Butterfly Yellow is the first young-adult novel by Thanhhà Lại, who won the National Book Award and a Newbery honor for her gorgeous debut middle-grade novel in verse, Inside Out & Back Again. Butterfly Yellow, a verse novel for older readers, is more complex; it’s also profoundly moving, slyly funny, and deeply humane. Hằng is a semireliable narrator, and much of the novel is about language barriers, which initially makes the book (deliberately) confusing. Rest assured that all becomes clear, and the ending is a cathartic, healing tour de force in which people prove to be truly kind. Adults and sophisticated teen readers will love it. It begins at the end of the Việtnam War, as our protagonist Hằng tries to flee the violence with her little brother Linh. Linh is ripped from her arms, and Hằng is left behind. Six years later, in 1981, Hằng is 18 and has arrived in Texas as a refugee, dead set on finding her brother. She meets up with LeeRoy, who has just graduated from high school and whose UT Austin professor parents seriously do not get his desire to be a rodeo cowboy when he’s never even ridden a bucking bronc. (Lại mines a lot of humor from LeeRoy’s determination to talk and act like a cowpoke.) Hằng finds Linh, but he’s been adopted by a white American family and doesn’t remember her. There’s a wild cast of characters: a slick Vietnamese American businessman, a white cantaloupe farmer, a Southern belle Tiger Mom. These vivid, disparate folks, and the way the fierce and determined Hằng slowly wrestles with her past trauma, are spectacularly drawn.
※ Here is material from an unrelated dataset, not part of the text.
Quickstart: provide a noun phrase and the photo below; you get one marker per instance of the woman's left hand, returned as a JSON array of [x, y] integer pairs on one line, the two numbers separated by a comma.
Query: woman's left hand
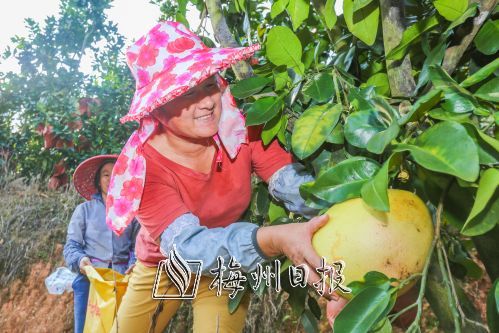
[[129, 269], [294, 240]]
Ink Knows No Borders: Poems of the Immigrant and Refugee Experience, edited by Patrice Vecchione and Alyssa Raymond, opens with a quote from Simone Weil: “To be rooted is perhaps the most important and least recognized need of the human soul.” Most children’s poetry collections are mediocre at best; this is emphatically not. It spotlights great poets who write for adults as well as accomplished poets who write for kids. Some are Jews, reflecting on their arrivals from Russia in recent years or on a parent’s experience in the more distant past. But my favorite poem is one we read at our Seder last year, called simply “Refugees,” by British poet Brian Bilston:

They have no need of our help
So do not tell me
These haggard faces could belong to you or me
Should life have dealt a different hand
We need to see them for who they really are
Chancers and scroungers
Layabouts and loungers
With bombs up their sleeves
Cut-throats and thieves
They are not
Welcome here
We should make them
Go back to where they came from
They cannot
Share our food
Share our homes
Share our countries
Instead let us
Build a wall to keep them out
It is not OK to say
These are people just like us
A place should only belong to those who are born there
Do not be so stupid to think that
The world can be looked at another way.

Now read the poem from the bottom to the top.

Marjorie Ingall is a former columnist for Tablet, the author of Mamaleh Knows Best, and a frequent contributor to the New York Times Book Review.